PZI Teacher Archives

Zen Luminaries: Translator & Author David Hinton in Conversation with Jon Joseph & Friends: No-Gate Gateway & The Blue Cliff Record

Description

Jon Joseph talks with acclaimed translator, scholar, and author David Hinton, on his newest translations, No Gate-Gateway and The Blue-Cliff Record. Includes comments from John Tarrant & PZI Teachers.

Summary

Boundless wind and moon are the eye within the eye,
limitless heaven and earth the lamp beyond the lamp.
A million homes amid dark willows and lit blossoms:
knock on any gate anywhere, and someone will answer.

—Preface to The Blue-Cliff Record

David Hinton writes in his introduction to his newly published translation of The Blue Cliff Record:

There are no answers, only depths … But the depths—oh my, the depths are wondrous indeed! For those depths are beyond the words and explanations and understanding that answers normally entail—and there, anything and anywhere is the answer: willow seed fluff swarming sunlit through afternoon skies, hummingbird probing blue-violet iris blossoms veined gold, someone answering a knock at the courtyard gate …

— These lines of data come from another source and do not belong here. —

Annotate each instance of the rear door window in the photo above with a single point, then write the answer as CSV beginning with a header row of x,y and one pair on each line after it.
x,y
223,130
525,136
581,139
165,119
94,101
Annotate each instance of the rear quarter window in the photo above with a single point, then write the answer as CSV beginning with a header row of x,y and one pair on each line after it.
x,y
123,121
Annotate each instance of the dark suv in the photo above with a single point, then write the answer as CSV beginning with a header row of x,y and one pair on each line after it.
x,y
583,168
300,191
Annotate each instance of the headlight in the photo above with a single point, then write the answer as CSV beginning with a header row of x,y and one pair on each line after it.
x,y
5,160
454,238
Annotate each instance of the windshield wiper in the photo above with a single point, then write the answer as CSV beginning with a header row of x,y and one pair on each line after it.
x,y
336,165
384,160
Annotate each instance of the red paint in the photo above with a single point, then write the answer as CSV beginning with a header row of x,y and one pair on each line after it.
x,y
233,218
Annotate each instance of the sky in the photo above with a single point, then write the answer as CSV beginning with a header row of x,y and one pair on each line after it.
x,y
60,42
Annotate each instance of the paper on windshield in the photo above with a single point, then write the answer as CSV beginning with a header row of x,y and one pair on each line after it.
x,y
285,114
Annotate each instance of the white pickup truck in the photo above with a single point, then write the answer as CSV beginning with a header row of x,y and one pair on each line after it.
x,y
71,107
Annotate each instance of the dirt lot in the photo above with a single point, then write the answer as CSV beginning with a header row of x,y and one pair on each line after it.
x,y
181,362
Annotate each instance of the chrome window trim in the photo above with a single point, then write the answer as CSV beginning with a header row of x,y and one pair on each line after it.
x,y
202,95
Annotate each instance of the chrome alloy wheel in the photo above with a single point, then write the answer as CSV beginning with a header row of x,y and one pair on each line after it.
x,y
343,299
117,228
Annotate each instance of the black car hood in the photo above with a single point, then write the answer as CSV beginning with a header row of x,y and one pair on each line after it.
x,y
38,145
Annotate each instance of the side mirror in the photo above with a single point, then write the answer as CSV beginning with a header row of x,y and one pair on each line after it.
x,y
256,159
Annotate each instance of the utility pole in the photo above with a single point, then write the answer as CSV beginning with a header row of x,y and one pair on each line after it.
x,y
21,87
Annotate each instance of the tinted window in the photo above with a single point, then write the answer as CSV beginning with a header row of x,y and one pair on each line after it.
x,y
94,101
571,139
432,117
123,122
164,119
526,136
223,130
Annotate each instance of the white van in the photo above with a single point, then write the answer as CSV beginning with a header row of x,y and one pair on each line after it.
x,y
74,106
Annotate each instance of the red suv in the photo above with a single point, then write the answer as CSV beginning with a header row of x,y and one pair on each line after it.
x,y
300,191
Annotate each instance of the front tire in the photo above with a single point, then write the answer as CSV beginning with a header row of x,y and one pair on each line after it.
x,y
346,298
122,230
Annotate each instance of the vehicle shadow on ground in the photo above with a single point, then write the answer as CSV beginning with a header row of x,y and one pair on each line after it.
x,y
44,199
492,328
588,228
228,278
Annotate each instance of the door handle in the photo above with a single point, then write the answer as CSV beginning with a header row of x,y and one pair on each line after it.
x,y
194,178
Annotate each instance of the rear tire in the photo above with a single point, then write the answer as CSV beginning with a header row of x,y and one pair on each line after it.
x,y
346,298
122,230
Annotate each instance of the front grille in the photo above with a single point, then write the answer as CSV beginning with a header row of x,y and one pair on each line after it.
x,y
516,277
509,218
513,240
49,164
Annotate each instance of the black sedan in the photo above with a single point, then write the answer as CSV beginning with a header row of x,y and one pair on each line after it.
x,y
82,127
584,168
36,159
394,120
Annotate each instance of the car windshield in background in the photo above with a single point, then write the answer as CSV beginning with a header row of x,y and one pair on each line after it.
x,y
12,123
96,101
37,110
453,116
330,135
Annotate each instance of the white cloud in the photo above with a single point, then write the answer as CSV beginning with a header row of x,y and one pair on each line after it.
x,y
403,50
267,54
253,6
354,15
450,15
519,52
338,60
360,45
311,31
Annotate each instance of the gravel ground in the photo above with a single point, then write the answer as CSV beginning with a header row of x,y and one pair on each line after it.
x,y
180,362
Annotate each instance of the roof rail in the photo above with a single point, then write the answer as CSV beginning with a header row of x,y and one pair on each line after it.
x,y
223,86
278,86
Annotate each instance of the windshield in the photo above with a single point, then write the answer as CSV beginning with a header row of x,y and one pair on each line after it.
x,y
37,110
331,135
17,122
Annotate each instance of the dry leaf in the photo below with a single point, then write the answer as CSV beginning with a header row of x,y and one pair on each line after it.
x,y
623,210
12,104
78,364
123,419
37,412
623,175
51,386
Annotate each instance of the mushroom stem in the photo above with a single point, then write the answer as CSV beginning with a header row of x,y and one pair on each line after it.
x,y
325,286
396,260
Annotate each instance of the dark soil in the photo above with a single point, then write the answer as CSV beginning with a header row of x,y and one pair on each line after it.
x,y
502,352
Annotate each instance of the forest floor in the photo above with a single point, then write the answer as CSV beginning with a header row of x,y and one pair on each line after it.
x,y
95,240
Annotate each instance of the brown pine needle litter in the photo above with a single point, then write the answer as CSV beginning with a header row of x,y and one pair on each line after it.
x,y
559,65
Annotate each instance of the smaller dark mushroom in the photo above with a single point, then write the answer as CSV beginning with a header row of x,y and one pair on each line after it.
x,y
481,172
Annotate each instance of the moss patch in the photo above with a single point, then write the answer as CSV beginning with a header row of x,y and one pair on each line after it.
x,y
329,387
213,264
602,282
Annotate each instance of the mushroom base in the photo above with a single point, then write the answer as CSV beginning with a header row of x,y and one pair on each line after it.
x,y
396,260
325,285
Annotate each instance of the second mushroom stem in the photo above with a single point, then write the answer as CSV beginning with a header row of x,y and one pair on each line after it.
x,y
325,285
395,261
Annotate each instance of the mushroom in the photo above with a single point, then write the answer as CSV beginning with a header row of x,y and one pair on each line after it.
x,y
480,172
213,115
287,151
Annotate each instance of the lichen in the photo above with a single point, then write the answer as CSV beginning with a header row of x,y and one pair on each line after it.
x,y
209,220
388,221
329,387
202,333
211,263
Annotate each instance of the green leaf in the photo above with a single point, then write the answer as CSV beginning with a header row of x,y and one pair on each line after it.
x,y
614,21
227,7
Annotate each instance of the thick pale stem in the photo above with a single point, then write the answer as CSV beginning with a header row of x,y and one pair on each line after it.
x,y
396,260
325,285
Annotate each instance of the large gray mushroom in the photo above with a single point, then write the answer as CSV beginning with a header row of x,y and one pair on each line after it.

A commentary on Hinton’s translation of the Wumenguan:

No-Gate Gateway is one of the masterpieces of Chinese literature … No-Gate (i.e., the author) continually criticizes and ridicules the masters, undermining their teaching. He acknowledges their mastery and insight, chooses a tale that illustrates that insight at the deepest possible level, and right there, he’s created the perfect place to dismantle their teaching, thereby redoubling the original sangha-case’s (koan’s) deconstruction of logical thought and explanation.

No-Gate Gateway’s native philosophical context extends back over two millennia prior to its composition. And yet it remains remarkably contemporary to us, for as we will see it is an empirically grounded spirituality that weaves human consciousness into landscape and cosmos at profound levels.


David Hinton has published numerous books of poetry and essays, and many translations of ancient Chinese poetry and philosophy that create contemporary works of compelling literary power, while also conveying the actual texture and density of the originals. These books are all informed by an abiding interest in deep ecological thinking, in exploring the weave of consciousness and landscape.

This work has earned wide acclaim and many national awards, including a Guggenheim Fellowship and both of the major awards given for poetry translation in the United States: the Landon Translation Award (Academy of American Poets) and the PEN American Translation Award. Most recently, Hinton received a lifetime achievement award from the American Academy of Arts and Letters.

I’ve been translating classical Chinese poetry for many years, and slowly over those years I’ve come to realize that in translation I’ve stumbled upon a way to think outside the limitations not just of the mainstream Western intellectual tradition, but also of my own identity, a way to speak in the voice of ancient China’s sage-masters, and for them to speak in mine.